"Ordinary" and "polar" vector fields in Euclidean $3$-space In his book Differential Forms with Applications to the Physical Sciences, on pages 19–20, Harley Flanders writes:

"a one-form
  $$ \omega = P\,dx+Q\,dy+R\,dz$$
  may be identified with an ordinary vector field $(P,Q,R)$ in $\mathbf E^3$, a two-form
  $$ \alpha = A\,dy\,dz+B\,dz\,dx+C\,dx\,dy $$
  may be identified with a polar vector field in $\mathbf E^3$."

What do "ordinary" and "polar" mean here?
http://books.google.com/books?id=pG0PllIO08kC&pg=PA20&lpg=PA20&dq=harley+flanders+differential+forms+ordinary+polar+vector+field&source=bl&ots=P3-grA4gZv&sig=7P3lI4AWzhhPj9MunTAz_vRaIE8&hl=en&sa=X&ei=THbpUZG2JfGEygGn0YHoCw&ved=0CCoQ6AEwAA#v=onepage&q=harley%20flanders%20differential%20forms%20ordinary%20polar%20vector%20field&f=false
 A: Physicists tend to define geometrical entities by how they change under a coordinate transformation.
Those transformations are almost always rotations and parity, that is, reversing all directions (in 3 dimensions, this reverses the orientation too). If something "rotates like a vector", physicists call it a vector, no matter what.
Now in a Euclidean setting, if you only look at rotations, you can't really distinguish a vector from a 1-form, because they change with the same transformation. If a vector transforms with the linear map $A$, a 1-form transforms with the map $(A^t)^{-1}$, which for rotations is equal to $A$.
The very same can be said about 2-forms in 3 dimensions. 
Under parity, 1-forms and vectors transform the same way: they simply reverse.
2-forms, instead, are invariant, they don't change sign.
Now, before the discovery of differential forms (and bivectors), physicists already had to use something that rotates like a vector but is invariant under parity. This was needed, for example, for angular momentum, or for any vector that was the vector product of two usual vectors (can you see why?).

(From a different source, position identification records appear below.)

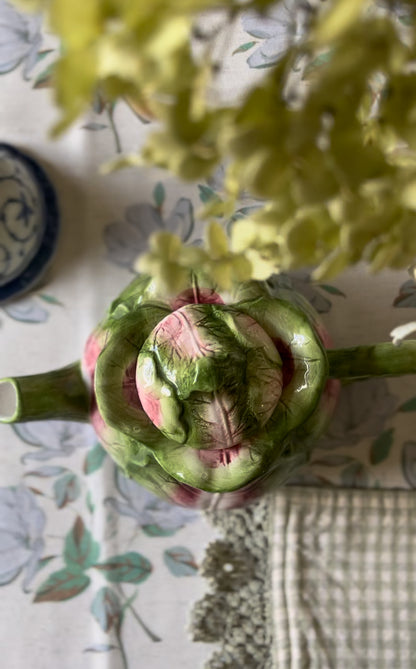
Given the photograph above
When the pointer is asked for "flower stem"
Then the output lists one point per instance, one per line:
(110, 116)
(142, 624)
(122, 649)
(363, 362)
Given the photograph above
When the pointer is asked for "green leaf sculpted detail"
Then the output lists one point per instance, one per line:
(62, 585)
(126, 339)
(94, 459)
(197, 396)
(380, 448)
(80, 549)
(126, 568)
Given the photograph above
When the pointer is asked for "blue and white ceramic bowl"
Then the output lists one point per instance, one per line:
(29, 222)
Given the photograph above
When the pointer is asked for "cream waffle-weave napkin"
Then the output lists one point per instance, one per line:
(343, 567)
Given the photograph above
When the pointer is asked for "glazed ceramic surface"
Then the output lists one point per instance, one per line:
(28, 221)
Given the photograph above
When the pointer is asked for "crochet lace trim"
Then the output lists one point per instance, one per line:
(236, 611)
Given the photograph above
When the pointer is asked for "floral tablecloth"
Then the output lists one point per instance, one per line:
(95, 571)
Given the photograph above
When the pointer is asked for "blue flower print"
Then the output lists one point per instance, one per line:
(285, 24)
(150, 512)
(22, 523)
(20, 39)
(127, 240)
(54, 438)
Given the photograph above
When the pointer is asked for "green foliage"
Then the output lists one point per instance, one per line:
(126, 568)
(80, 550)
(336, 169)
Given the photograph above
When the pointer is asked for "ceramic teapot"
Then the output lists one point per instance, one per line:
(205, 398)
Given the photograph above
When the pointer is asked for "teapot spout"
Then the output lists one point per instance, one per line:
(58, 395)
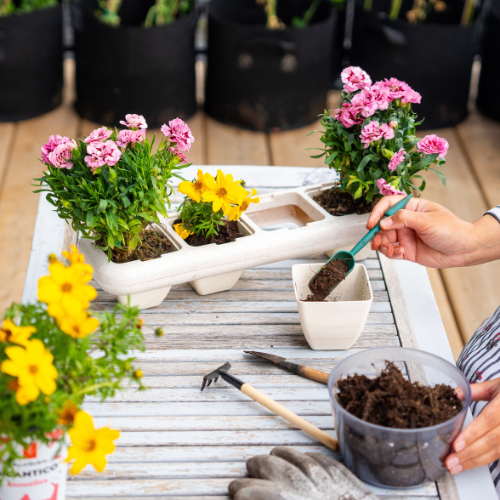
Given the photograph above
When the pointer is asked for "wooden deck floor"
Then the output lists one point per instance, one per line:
(465, 296)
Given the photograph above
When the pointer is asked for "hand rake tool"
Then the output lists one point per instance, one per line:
(270, 404)
(348, 257)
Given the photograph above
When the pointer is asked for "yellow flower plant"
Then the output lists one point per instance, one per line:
(32, 366)
(208, 200)
(196, 188)
(46, 369)
(15, 334)
(66, 291)
(88, 444)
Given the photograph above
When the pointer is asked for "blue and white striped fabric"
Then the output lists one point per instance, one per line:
(480, 360)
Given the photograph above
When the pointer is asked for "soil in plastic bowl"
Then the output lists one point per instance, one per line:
(390, 400)
(327, 279)
(337, 202)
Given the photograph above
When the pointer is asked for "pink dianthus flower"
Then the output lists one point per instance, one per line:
(373, 132)
(354, 78)
(412, 97)
(432, 144)
(397, 159)
(177, 131)
(178, 153)
(386, 189)
(99, 134)
(102, 153)
(135, 122)
(396, 88)
(60, 156)
(54, 141)
(126, 137)
(347, 115)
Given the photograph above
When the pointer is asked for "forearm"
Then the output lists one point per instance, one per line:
(486, 237)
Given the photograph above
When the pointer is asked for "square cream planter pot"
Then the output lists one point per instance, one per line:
(337, 322)
(364, 252)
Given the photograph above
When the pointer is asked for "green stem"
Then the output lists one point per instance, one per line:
(395, 8)
(94, 388)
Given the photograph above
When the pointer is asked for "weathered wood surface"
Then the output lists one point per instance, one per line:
(176, 441)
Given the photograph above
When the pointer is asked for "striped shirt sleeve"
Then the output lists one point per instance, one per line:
(495, 212)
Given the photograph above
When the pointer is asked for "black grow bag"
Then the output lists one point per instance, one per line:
(132, 69)
(488, 98)
(435, 59)
(31, 64)
(265, 79)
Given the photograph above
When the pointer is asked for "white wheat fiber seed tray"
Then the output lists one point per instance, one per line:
(318, 232)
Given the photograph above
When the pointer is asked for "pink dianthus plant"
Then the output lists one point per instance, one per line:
(111, 185)
(370, 140)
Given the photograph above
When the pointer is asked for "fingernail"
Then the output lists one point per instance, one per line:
(386, 223)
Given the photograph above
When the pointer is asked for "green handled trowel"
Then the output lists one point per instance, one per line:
(348, 257)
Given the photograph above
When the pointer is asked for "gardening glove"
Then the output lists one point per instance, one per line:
(287, 474)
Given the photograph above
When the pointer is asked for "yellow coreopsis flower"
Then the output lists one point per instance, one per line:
(15, 334)
(32, 365)
(88, 444)
(195, 189)
(79, 325)
(223, 191)
(236, 212)
(66, 291)
(182, 231)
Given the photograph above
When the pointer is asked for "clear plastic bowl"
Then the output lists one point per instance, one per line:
(397, 458)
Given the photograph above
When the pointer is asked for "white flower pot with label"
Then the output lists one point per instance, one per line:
(42, 474)
(337, 322)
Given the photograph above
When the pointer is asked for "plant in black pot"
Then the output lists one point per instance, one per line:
(269, 62)
(31, 72)
(428, 43)
(488, 101)
(135, 55)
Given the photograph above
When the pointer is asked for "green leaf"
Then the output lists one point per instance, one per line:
(440, 175)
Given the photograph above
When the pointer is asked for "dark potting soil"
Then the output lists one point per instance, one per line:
(337, 202)
(390, 400)
(329, 277)
(227, 232)
(152, 246)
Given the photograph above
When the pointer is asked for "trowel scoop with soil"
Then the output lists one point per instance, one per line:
(338, 267)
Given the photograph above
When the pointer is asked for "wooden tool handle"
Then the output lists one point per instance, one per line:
(294, 419)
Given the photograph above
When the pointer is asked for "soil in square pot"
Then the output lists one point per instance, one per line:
(153, 245)
(132, 69)
(488, 101)
(329, 277)
(400, 456)
(264, 79)
(435, 58)
(227, 233)
(337, 202)
(31, 64)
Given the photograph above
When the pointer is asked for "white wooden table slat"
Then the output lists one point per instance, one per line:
(177, 443)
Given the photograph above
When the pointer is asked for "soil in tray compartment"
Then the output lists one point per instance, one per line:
(152, 246)
(337, 202)
(227, 232)
(392, 401)
(328, 278)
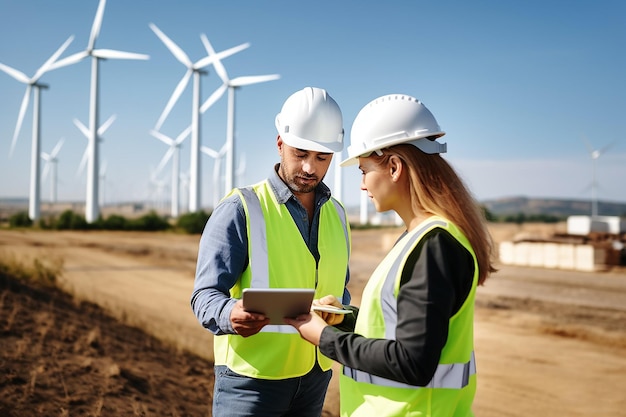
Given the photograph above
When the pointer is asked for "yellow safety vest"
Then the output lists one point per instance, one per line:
(280, 258)
(451, 390)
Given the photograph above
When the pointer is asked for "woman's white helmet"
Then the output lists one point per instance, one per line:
(391, 120)
(311, 119)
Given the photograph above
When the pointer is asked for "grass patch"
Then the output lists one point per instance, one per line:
(43, 272)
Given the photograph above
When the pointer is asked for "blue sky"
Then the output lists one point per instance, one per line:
(518, 86)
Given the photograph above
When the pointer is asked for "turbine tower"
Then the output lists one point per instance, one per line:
(172, 153)
(217, 156)
(51, 166)
(87, 134)
(595, 154)
(231, 85)
(33, 84)
(92, 207)
(194, 69)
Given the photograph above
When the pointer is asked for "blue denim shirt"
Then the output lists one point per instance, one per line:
(223, 253)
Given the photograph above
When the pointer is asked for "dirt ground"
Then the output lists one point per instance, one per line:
(548, 342)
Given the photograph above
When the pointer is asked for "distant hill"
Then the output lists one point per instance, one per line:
(498, 207)
(551, 206)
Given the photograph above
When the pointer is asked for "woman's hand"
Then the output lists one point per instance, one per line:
(309, 326)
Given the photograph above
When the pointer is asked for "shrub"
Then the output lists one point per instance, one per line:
(20, 219)
(149, 222)
(68, 220)
(114, 222)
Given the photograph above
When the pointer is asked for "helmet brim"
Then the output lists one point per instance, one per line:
(426, 145)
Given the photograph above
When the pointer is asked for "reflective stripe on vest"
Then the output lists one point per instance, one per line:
(258, 248)
(454, 375)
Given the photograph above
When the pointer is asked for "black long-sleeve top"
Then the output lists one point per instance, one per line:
(435, 282)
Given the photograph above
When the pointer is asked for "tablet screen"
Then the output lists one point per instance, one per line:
(277, 303)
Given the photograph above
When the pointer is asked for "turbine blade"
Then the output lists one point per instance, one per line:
(220, 55)
(46, 66)
(83, 162)
(81, 127)
(174, 49)
(18, 75)
(46, 168)
(106, 125)
(97, 24)
(216, 95)
(113, 54)
(208, 151)
(253, 79)
(224, 149)
(242, 164)
(57, 148)
(20, 118)
(217, 64)
(72, 59)
(160, 136)
(174, 98)
(183, 135)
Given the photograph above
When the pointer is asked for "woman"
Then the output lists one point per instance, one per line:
(409, 349)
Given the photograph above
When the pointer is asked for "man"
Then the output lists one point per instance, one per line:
(284, 232)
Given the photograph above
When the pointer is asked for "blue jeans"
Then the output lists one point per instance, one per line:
(237, 395)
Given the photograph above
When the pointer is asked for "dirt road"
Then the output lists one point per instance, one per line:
(548, 343)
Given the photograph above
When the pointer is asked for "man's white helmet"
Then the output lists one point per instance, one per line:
(391, 120)
(311, 119)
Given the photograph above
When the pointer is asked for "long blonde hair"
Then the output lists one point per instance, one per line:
(436, 188)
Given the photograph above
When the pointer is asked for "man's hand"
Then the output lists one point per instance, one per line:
(329, 318)
(246, 323)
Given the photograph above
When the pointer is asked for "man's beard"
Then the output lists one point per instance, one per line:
(297, 187)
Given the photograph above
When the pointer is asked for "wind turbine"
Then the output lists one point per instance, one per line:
(231, 85)
(92, 208)
(194, 69)
(217, 156)
(240, 173)
(595, 154)
(33, 84)
(172, 153)
(51, 166)
(87, 134)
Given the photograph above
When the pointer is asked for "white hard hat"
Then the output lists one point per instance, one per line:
(391, 120)
(310, 119)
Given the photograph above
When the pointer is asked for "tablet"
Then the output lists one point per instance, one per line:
(331, 309)
(277, 303)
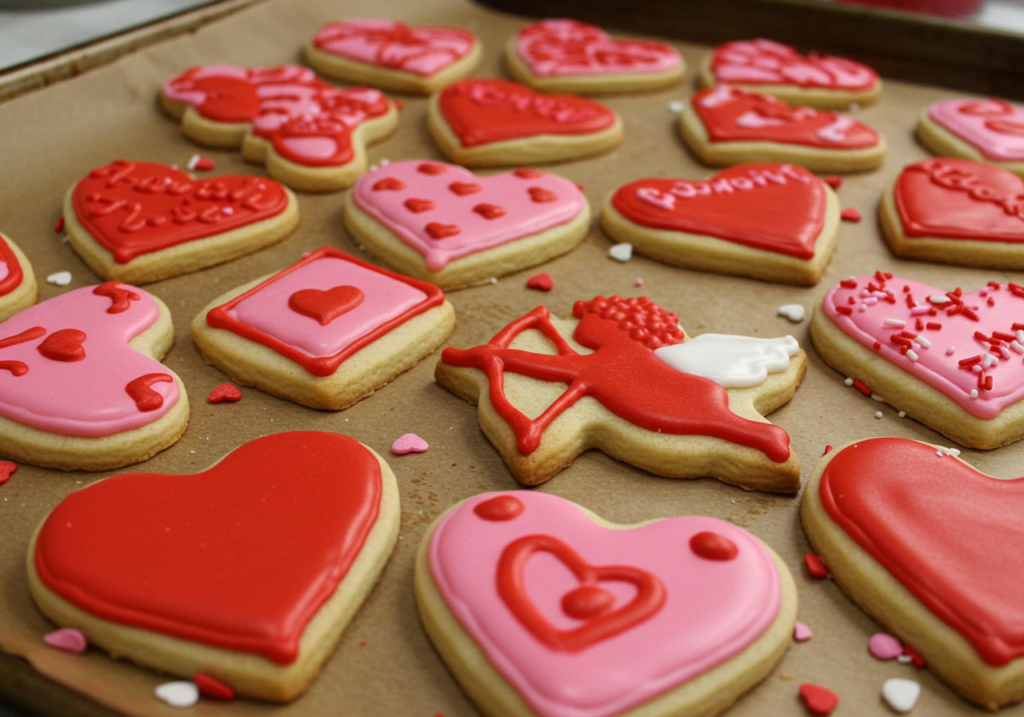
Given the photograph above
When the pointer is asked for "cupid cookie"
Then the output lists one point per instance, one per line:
(309, 134)
(565, 55)
(325, 332)
(393, 55)
(141, 221)
(955, 211)
(772, 221)
(638, 389)
(444, 224)
(952, 360)
(985, 130)
(542, 608)
(486, 122)
(727, 125)
(821, 81)
(928, 546)
(81, 384)
(247, 572)
(17, 283)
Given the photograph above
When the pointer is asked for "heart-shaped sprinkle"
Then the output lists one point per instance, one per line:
(899, 693)
(819, 701)
(410, 443)
(225, 392)
(885, 646)
(68, 639)
(181, 693)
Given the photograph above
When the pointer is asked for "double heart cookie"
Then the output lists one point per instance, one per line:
(955, 211)
(772, 221)
(815, 80)
(141, 222)
(727, 125)
(309, 134)
(393, 55)
(247, 573)
(444, 224)
(565, 55)
(986, 130)
(930, 547)
(17, 282)
(81, 385)
(542, 608)
(484, 122)
(952, 360)
(325, 332)
(626, 380)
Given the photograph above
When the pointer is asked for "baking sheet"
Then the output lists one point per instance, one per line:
(385, 664)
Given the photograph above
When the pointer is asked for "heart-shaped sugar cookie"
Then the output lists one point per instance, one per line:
(531, 592)
(286, 532)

Such a "vector" is called pseudo-vector, or axial vector, or polar vector. 
The magnetic field is the nicest example of a "polar vector" that can be modelled better by a 2-form.
A: I'm actually not familiar with that language, even though I've perused that book. In the former case, by integrating $\omega$ you compute the work of the vector field, and in the latter case, by integrating $\alpha$ you compute the flux of the vector field.